L’infortunio agli hamstring è una delle patologie più comuni a carico degli sportivi, e in particolare nei calciatori, a causa delle specifiche di gioco.

Con il loro tasso di frequenza incessantemente elevato e le ripercussioni funzionali dannose, l’infortunio agli hamstring rimane un problema sostanziale.

Quanto è importante il controllo neuromuscolare?

Il controllo neuromuscolare prossimale (“stabilità del core”) è considerato di importanza fondamentale nella prevenzione delle lesioni primarie e secondarie agli hamstring, anche se non esistono attualmente prove scientifiche e approfondimenti sull’esatta natura dell’associazione core-hamstring.

Il pensiero del Dr. Michel D’Hooghe della Fifa


Gli autori ipotizzano che il pattern di attivazione muscolare durante la corsa non sarebbe differente tra i partecipanti in base al verificarsi di lesioni durante il follow-up.


Sessanta giocatori di calcio amatoriali hanno partecipato ad una valutazione con elettromiografia di superficie (sEMG) durante una massima accelerazione ad uno sprint ad alta velocità. Successivamente, è stata registrata l’incidenza di infortunio agli hamstring durante un periodo di follow-up di 1,5 anni.


Le sequenze di attivazione degli hamstring, dei glutei e dei muscoli del tronco sono stati valutati e analizzati statisticamente durante la fase di volo e fase a terra nell’accelerazione per indagare una possibile associazione causale con l’occorrenza di infortunio e l’assenza dallo sport durante il follow-up.
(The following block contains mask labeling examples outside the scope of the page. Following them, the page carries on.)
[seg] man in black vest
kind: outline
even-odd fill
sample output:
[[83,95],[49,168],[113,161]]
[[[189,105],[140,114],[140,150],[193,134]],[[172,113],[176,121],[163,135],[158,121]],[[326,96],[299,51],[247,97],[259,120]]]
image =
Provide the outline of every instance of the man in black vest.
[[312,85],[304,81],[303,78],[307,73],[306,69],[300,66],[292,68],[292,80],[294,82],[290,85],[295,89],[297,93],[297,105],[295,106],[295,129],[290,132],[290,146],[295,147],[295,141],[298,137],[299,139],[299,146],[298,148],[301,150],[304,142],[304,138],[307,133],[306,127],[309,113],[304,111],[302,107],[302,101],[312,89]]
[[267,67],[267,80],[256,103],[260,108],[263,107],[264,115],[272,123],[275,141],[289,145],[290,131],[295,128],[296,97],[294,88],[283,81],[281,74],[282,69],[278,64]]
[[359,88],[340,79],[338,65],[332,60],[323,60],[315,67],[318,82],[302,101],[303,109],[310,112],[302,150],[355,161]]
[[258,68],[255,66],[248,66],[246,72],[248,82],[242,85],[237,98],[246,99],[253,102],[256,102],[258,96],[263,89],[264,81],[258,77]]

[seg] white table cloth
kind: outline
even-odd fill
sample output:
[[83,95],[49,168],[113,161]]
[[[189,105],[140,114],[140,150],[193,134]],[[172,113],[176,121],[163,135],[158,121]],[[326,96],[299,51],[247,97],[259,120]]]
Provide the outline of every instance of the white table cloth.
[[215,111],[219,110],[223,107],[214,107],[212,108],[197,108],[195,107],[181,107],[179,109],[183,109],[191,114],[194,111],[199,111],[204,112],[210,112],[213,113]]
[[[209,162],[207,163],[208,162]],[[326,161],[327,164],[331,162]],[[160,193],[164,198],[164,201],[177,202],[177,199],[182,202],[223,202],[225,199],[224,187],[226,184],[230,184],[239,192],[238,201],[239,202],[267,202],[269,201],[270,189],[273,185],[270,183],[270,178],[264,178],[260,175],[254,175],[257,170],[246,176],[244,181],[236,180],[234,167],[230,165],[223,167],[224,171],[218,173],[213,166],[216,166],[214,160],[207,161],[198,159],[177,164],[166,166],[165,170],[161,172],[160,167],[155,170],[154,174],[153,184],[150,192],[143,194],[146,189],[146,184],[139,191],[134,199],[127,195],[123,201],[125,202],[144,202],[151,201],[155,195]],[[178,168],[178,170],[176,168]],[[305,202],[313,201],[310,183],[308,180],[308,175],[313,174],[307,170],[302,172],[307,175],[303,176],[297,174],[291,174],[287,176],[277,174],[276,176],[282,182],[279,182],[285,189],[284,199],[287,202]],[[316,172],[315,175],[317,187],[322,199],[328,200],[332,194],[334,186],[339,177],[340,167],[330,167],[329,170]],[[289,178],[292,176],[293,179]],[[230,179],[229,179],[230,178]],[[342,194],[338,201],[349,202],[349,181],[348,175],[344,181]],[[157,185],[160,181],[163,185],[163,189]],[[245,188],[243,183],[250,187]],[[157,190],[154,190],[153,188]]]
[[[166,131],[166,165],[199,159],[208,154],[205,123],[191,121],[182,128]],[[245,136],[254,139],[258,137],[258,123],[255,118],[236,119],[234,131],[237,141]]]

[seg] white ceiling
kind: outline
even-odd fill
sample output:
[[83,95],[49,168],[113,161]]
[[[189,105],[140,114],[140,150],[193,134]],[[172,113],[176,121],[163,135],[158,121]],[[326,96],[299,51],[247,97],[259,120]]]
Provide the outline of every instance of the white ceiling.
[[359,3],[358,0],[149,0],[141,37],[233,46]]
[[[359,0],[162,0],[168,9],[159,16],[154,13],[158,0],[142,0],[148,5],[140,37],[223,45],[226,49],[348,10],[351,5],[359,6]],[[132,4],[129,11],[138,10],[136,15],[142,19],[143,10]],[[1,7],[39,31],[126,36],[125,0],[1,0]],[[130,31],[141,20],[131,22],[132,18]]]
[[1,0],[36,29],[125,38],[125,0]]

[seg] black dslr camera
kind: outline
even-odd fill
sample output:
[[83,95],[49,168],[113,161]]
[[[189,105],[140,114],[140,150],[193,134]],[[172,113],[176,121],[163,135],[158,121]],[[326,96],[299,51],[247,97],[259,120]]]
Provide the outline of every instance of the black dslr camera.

I giocatori che non hanno subito un infortunio durante il follow-up hanno avuto quantità di attività del gluteo significativamente maggiori durante la fase di fron swing (P = .027) e maggiori quantità di attività ai muscoli del tronco durante la fase di back swing nello sprint (P = .042).

Quanto diminuisce il rischio di infortunio?
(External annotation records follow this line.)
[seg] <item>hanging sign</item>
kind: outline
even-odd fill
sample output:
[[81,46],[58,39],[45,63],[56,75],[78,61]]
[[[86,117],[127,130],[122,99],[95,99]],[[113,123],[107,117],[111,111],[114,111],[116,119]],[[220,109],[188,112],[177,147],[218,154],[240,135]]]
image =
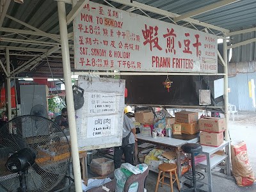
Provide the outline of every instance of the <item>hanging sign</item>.
[[[116,111],[116,95],[102,93],[88,93],[87,138],[113,134]],[[108,115],[113,114],[112,115]],[[99,116],[100,115],[100,116]]]
[[76,69],[218,72],[209,33],[90,1],[74,28]]
[[79,150],[122,145],[125,81],[79,76],[84,104],[76,111]]

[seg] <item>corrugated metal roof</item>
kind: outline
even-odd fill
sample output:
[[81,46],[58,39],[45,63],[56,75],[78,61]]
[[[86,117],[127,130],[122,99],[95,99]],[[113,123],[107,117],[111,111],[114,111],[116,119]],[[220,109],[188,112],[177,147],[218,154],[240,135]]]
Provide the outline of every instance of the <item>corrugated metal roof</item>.
[[[115,1],[115,0],[113,0]],[[163,10],[168,11],[174,13],[184,15],[194,10],[202,8],[209,4],[212,4],[222,0],[137,0],[136,2],[145,4],[150,6],[156,7]],[[53,0],[24,0],[24,4],[19,4],[11,1],[9,8],[7,11],[7,15],[13,17],[22,22],[28,24],[35,28],[36,28],[44,32],[52,33],[56,36],[60,34],[58,7],[56,1]],[[97,3],[108,5],[102,0],[92,1]],[[124,1],[125,2],[126,1]],[[129,1],[129,2],[130,1]],[[117,8],[122,8],[124,10],[127,10],[131,8],[131,6],[122,6],[122,4],[109,1],[109,3]],[[66,12],[68,14],[72,10],[72,5],[66,4]],[[236,3],[216,8],[215,10],[205,12],[192,17],[191,18],[198,20],[202,22],[215,25],[218,27],[223,28],[230,30],[234,30],[242,26],[253,25],[256,24],[256,1],[255,0],[241,0]],[[161,14],[148,12],[145,11],[150,17],[154,19],[159,19],[163,17]],[[143,15],[145,14],[140,10],[136,10],[132,13]],[[168,22],[172,22],[168,18],[162,19]],[[194,24],[194,26],[184,21],[177,22],[178,24],[185,25],[186,27],[193,28],[194,26],[199,30],[203,30],[204,27],[197,24]],[[3,23],[2,27],[24,29],[31,31],[31,29],[24,26],[13,20],[5,17]],[[68,26],[68,33],[72,32],[72,24]],[[216,34],[219,34],[220,31],[212,29]],[[211,33],[211,31],[209,31]],[[25,39],[24,36],[31,40],[35,40],[40,38],[40,36],[31,35],[19,35],[13,34],[9,36],[5,36],[9,34],[8,32],[1,31],[0,35],[2,38],[10,38],[14,39]],[[56,42],[54,40],[49,38],[43,38],[40,40],[42,42]],[[0,42],[0,45],[4,46],[13,46],[29,47],[33,49],[49,49],[52,46],[48,45],[38,45],[33,44],[24,44],[17,42]],[[70,50],[71,47],[70,47]],[[15,52],[15,51],[13,51]],[[2,52],[4,52],[2,51]],[[35,53],[35,52],[34,52]],[[0,58],[4,57],[4,55],[0,54]],[[31,57],[28,57],[31,58]],[[22,60],[20,56],[17,56],[17,65],[24,62]],[[60,60],[59,62],[61,62]]]

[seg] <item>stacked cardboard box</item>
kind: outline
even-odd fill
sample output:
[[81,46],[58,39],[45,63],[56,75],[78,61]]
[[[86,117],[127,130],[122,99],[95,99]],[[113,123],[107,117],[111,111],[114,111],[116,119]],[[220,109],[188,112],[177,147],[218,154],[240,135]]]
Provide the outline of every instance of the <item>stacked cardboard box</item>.
[[225,118],[204,117],[198,120],[200,144],[219,147],[223,143],[223,132],[226,130]]
[[[181,132],[181,133],[189,134],[198,132],[198,113],[197,112],[180,111],[175,113],[175,125],[179,125],[175,127],[180,129],[180,131],[175,130],[176,132],[179,134]],[[173,132],[173,134],[175,134],[175,131]]]
[[134,118],[136,122],[140,122],[140,124],[153,124],[153,113],[152,112],[141,112],[141,113],[135,113]]

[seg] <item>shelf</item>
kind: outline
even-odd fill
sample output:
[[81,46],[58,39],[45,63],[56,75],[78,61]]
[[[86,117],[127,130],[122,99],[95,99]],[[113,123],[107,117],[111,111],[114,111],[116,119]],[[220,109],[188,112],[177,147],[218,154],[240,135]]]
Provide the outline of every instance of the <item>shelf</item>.
[[218,147],[203,145],[203,151],[202,152],[201,152],[201,154],[209,154],[210,155],[213,154],[216,152],[218,151],[220,149],[221,149],[223,147],[226,147],[227,145],[229,145],[229,143],[228,141],[224,141],[223,143]]
[[[222,161],[228,157],[227,155],[225,154],[224,156],[220,156],[220,155],[214,155],[213,157],[210,158],[211,162],[211,168],[213,168],[217,164],[220,163]],[[207,167],[207,159],[204,160],[202,162],[198,163],[196,165],[199,165],[204,167]]]

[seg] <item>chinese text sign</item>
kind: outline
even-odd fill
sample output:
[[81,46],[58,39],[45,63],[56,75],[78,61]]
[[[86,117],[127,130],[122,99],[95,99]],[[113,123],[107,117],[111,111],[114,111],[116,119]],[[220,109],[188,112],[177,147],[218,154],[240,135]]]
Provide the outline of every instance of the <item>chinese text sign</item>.
[[218,72],[211,34],[92,2],[74,28],[76,69]]

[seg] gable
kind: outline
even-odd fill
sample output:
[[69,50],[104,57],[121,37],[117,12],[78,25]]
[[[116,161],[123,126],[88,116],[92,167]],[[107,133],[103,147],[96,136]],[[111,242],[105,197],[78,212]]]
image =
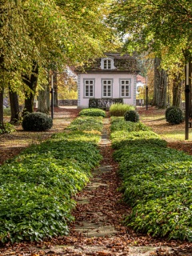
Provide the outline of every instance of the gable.
[[121,54],[118,53],[107,53],[105,54],[105,57],[96,58],[90,62],[89,65],[84,65],[83,67],[76,70],[77,73],[98,73],[106,71],[138,74],[138,69],[137,60],[129,54],[121,55]]

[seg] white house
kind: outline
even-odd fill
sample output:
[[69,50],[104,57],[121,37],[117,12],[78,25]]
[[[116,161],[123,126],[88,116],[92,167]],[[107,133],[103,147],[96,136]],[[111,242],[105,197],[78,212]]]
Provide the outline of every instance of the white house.
[[107,53],[90,66],[78,69],[78,106],[109,107],[114,102],[136,105],[138,67],[128,54]]

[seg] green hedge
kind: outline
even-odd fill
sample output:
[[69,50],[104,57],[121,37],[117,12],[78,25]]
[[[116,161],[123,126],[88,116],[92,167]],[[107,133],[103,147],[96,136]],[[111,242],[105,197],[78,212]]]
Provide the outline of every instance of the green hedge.
[[79,115],[87,115],[90,117],[103,117],[106,116],[106,111],[100,109],[84,109],[79,112]]
[[134,139],[136,132],[130,132],[132,140],[119,146],[121,132],[111,134],[114,147],[118,148],[114,157],[119,162],[121,190],[133,207],[125,224],[152,236],[191,242],[192,156],[165,147],[149,131],[141,132],[154,143]]
[[[93,129],[97,126],[96,118]],[[68,234],[75,205],[71,196],[83,188],[101,160],[100,136],[76,128],[31,146],[0,166],[2,242]]]

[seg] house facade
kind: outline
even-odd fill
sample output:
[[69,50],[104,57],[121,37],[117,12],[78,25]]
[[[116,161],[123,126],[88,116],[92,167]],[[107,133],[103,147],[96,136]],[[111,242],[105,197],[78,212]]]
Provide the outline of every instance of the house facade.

In particolare, il rischio di incorrere in un infortunio durante il follow-up è diminuito del 20% e del 6%, con un aumento del 10% dell’attività muscolare normalizzata del grande gluteo durante il front swing e dei muscoli del tronco durante il back swing rispettivamente (P <.024).

Quanto incide l’attività del core?

L’attività muscolare del core durante l’esecuzione esplosiva sembrerebbe essere associata ad un’insorgenza di infortunio agli hamstring nei giocatori di calcio maschile.


Una maggiore quantità di attività del gluteo e del tronco durante la fase di volo dello sprint sono state associate ad un minore rischio di lesioni agli hamstring durante il follow-up. Di conseguenza, i risultati attuali forniscono una base per una migliore riabilitazione e prevenzione basata sulle evidenze, in particolare per aumentare il controllo neuromuscolare dei muscoli glutei e del tronco durante le attività specifiche dello sport (ad es.sprint drills, agility drills).